When we think of organizations seeking certification (OSCs) sitting down to look at the requirements proposed in the Cybersecurity Maturity Model Certification (CMMC), there are two types of reactions.
First, it’s not knowing where to start. They’ll look at a list of requirements that contain letters and numbers that seem like a foreign language.
Second, there are the more advanced businesses that house controls in an Excel file. That’s great but it also means they spend eight hours a day looking up different standards to figure out what controls they meet or don’t.
Either reaction feels like a lose-lose. Yet, a lot of the time all that’s required is a little help.

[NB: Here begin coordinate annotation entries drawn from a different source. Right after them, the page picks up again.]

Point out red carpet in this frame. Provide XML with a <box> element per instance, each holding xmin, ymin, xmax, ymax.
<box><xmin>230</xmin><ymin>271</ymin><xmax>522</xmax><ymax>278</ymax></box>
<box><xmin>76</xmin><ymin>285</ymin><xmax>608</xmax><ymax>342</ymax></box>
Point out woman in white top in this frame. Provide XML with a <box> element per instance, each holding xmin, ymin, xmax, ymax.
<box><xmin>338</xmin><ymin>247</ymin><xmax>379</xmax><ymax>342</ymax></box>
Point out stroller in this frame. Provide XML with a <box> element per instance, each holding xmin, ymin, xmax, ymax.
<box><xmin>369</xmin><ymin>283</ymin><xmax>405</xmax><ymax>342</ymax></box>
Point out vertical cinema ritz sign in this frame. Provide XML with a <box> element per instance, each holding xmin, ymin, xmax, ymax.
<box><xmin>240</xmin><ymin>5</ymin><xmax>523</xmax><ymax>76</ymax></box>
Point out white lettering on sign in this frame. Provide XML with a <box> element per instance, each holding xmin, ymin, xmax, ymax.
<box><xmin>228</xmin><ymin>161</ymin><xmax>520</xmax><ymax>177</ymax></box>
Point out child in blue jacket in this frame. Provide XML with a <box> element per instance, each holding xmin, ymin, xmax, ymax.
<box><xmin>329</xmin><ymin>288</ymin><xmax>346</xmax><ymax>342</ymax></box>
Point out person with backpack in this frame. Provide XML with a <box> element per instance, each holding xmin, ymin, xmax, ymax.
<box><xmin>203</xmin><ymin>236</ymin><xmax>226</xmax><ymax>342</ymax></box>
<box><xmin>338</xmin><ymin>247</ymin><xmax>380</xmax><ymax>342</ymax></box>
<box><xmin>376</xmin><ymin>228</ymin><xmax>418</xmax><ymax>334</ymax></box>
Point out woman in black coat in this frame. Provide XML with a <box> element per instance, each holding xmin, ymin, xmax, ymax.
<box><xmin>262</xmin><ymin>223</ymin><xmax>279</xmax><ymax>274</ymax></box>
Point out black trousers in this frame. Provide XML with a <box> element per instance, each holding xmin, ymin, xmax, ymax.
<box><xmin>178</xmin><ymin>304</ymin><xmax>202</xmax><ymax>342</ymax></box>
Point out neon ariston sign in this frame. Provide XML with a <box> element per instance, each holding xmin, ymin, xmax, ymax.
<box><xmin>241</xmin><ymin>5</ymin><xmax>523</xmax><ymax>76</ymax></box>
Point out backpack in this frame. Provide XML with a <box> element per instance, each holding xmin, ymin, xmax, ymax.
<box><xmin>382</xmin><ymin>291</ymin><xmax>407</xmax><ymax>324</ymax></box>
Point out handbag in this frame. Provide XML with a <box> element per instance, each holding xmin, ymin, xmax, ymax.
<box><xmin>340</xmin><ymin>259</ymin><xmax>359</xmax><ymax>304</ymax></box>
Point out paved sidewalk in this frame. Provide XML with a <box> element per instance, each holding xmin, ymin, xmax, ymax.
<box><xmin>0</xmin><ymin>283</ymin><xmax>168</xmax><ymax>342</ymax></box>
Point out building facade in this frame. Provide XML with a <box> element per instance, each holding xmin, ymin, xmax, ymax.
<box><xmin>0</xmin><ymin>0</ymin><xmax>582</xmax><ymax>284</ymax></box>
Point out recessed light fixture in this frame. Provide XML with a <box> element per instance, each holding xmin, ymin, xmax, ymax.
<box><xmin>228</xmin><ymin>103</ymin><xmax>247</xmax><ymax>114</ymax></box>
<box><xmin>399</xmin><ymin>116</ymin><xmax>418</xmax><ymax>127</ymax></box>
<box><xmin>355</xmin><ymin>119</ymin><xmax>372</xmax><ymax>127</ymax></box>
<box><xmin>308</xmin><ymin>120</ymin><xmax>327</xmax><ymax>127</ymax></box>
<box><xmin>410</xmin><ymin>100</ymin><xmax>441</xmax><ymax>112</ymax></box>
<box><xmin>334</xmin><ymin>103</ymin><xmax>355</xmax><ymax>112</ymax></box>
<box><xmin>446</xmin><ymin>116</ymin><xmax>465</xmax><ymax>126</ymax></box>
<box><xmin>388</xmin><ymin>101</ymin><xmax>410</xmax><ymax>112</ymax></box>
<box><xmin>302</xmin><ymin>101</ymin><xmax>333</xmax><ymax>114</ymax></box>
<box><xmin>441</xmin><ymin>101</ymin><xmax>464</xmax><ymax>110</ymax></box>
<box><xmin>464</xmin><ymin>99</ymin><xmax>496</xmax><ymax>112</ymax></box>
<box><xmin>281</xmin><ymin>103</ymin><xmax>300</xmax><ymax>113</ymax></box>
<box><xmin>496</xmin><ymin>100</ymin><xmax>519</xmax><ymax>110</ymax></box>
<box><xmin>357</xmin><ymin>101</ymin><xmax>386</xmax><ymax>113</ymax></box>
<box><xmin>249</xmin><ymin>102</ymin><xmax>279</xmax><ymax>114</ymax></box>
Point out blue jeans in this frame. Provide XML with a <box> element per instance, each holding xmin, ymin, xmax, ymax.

Enter this checklist. Its intention is to help both categories of reactions as a road map to follow.
Table of Contents
Understand The Length of The Journey
Federal Acquisition Regulation (FAR) 52.204-21 details the 17 requirements for a Maturity Level 1 certification. Maturity Level 2 builds on the FAR requirements and adds the 110 practices from NIST SP 800-171 Revision 2.
These existing requirements describe exactly what you need to do as a contractor for CMMC 2.0.
But, how long will it take your organization to take this journey?
That depends on where you’re starting from and what maturity level you’re seeking. But, generally speaking, plan on 12 to 18 months to go through the entire process from start to finish.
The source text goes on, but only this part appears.